His display showed an overlay with the path he should walk and a distance countdown, and Eshton picked up the pace. Within a handful of minutes he reached a small cluster of wrecked buildings. They rested on the far side of the enormous hill rising up half a mile from Brighton, remnants of the old world. The buildings were nothing special; most of a town had been here in ages past. One catastrophe or another had destroyed all but this little corner, even the brick and stone wearing down to dust from decades of acidic rainfall.

Another armored figure stepped out of a doorway and waved Eshton inside. Even if the Watchman hadn’t had a proximity ping from Eshton’s approach, the clunking of his metal boots would have alerted anyone within a hundred yards of his approach.

“What do we have?” Eshton asked as he stepped inside the building.

His question was answered at a glance. The room was large, about forty feet on the long side, and empty of whatever goods had once been stocked here. It had the same forlorn emptiness most old world ruins seemed wrought from, with faded and peeling paint flaking onto cracked tiles. Yet unlike the other wrecks, this place had clearly been occupied. Recently.

Blood covered the floor in streaks and rivers, splattered in every direction. Eshton’s suit cameras cleaned up the images, made them brighter and more crisp in the near darkness. Tufts of fur jutted out from the gore in places. Fragments of bone gleamed. Whatever had died here hadn’t been alone, judging from the sheer volume of blood.
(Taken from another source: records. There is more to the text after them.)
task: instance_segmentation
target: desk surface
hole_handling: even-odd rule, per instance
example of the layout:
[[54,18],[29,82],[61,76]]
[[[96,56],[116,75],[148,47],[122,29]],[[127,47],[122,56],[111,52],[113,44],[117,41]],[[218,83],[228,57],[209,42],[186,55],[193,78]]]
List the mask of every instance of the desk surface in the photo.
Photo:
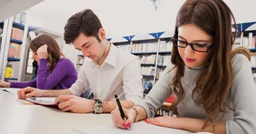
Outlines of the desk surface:
[[75,114],[62,112],[56,107],[22,105],[29,102],[18,98],[17,89],[5,89],[12,93],[0,90],[0,133],[75,134],[74,128],[113,126],[110,114]]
The other Watchman gestured to the mess. “We’ve had Pales nesting here, looks like.”

“I see that,” Eshton said. “I haven’t been called in for a while. What’s the situation on the wall look like these days?”
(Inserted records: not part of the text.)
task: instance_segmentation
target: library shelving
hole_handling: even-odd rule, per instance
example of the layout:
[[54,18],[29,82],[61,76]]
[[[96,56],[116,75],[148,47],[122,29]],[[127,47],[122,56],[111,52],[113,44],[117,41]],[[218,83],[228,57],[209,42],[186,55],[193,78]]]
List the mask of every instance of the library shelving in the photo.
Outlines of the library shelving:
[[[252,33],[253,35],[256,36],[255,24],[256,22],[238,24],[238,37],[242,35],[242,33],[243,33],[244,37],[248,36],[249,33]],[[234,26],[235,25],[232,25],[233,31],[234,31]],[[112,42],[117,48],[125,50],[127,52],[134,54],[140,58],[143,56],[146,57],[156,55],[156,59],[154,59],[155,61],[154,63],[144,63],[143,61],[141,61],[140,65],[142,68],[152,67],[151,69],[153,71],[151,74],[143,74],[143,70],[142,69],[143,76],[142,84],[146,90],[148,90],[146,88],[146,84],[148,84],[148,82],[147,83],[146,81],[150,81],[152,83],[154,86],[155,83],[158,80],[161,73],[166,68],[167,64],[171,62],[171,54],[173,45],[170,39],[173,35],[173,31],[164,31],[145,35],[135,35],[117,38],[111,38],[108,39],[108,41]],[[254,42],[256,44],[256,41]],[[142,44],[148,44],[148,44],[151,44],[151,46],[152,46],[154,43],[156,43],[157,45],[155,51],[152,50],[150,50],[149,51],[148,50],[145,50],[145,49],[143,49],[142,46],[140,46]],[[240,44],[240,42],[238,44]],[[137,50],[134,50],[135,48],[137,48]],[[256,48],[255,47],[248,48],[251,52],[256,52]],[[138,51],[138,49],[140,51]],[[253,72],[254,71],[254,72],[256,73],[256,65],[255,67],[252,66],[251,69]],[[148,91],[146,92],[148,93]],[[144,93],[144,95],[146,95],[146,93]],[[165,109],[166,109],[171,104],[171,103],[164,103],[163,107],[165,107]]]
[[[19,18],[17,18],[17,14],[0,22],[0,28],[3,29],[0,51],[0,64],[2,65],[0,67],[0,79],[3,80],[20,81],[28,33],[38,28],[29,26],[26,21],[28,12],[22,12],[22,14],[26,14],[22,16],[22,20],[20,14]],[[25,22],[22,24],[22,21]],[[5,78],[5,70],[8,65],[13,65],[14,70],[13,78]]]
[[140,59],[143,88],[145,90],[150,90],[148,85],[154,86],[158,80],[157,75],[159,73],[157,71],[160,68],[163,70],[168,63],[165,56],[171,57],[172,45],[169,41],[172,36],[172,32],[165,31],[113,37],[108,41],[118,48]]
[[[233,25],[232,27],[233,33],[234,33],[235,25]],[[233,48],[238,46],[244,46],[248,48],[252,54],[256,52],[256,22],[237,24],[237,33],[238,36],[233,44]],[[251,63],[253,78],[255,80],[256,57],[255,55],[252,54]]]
The other man, whose ID pop up listed as Sentinel 5018—Daniel Fine, somehow managed to display nervous energy through his quarter-ton suit of powered armor. “That’s, uh, why my whole unit came out here, actually. About an hour ago the sensor net on this side of the hill started going dark.”
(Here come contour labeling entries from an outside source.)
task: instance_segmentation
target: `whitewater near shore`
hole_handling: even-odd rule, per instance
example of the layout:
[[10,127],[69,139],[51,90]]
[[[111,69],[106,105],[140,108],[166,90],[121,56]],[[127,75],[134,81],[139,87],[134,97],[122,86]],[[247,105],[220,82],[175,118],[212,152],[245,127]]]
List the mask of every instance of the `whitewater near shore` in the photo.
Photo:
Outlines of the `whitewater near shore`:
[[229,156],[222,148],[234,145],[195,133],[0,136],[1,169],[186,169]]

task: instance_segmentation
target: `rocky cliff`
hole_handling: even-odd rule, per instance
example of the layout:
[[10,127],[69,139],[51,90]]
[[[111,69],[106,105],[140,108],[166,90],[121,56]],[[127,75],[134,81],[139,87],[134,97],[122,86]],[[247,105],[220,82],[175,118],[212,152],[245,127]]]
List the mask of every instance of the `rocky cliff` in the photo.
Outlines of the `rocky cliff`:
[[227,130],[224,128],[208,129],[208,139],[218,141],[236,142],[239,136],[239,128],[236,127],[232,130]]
Eshton understood the words, but it took him a few seconds to process their meaning. “Wait, you’re saying Pales started going after the sensors themselves?”

“Yeah,” Fine said. “They made a dark zone nearly a mile across, and these ruins are right in the middle of it. If they went through as much food as it looks like here, they have to be up to something.”

Eshton shook his head. “Son of a bitch. I hate how smart those things are. If they’re building up energy for an assault on the wall, why the hell are we out here? Shouldn’t we be keeping an eye on the Rez?”

“Oh, the Rez will be good,” Fine assured him. “Protocol changed since you were in Defense. Now when we get a sensor hole more than three individual sensor units across, it’s standard procedure to wake everyone in Defense up, get them on the wall, and send out a unit to investigate.”

“Ah,” Eshton said. “And you called me because it’s such a big area.”

Fine nodded. “Yeah. I also heard your mandatory year in Defense netted you a promotion as soon as you transferred to Enforcement. Figured a record like that meant you’d be a good choice to have my back out here.”

Inside his helmet, Eshton smiled. Attitudes toward the Deathwatch varied from necessary tolerance to outright veneration, but true appreciation was rare. Most of the time it fell to brothers and sisters in the Watch itself. Though he suspected Fine was buttering him up to make the night of restless searching more smooth, it still worked. “This is your show, then. Lead the way. Let’s see if we can figure out where the nest went and give them a bad night.”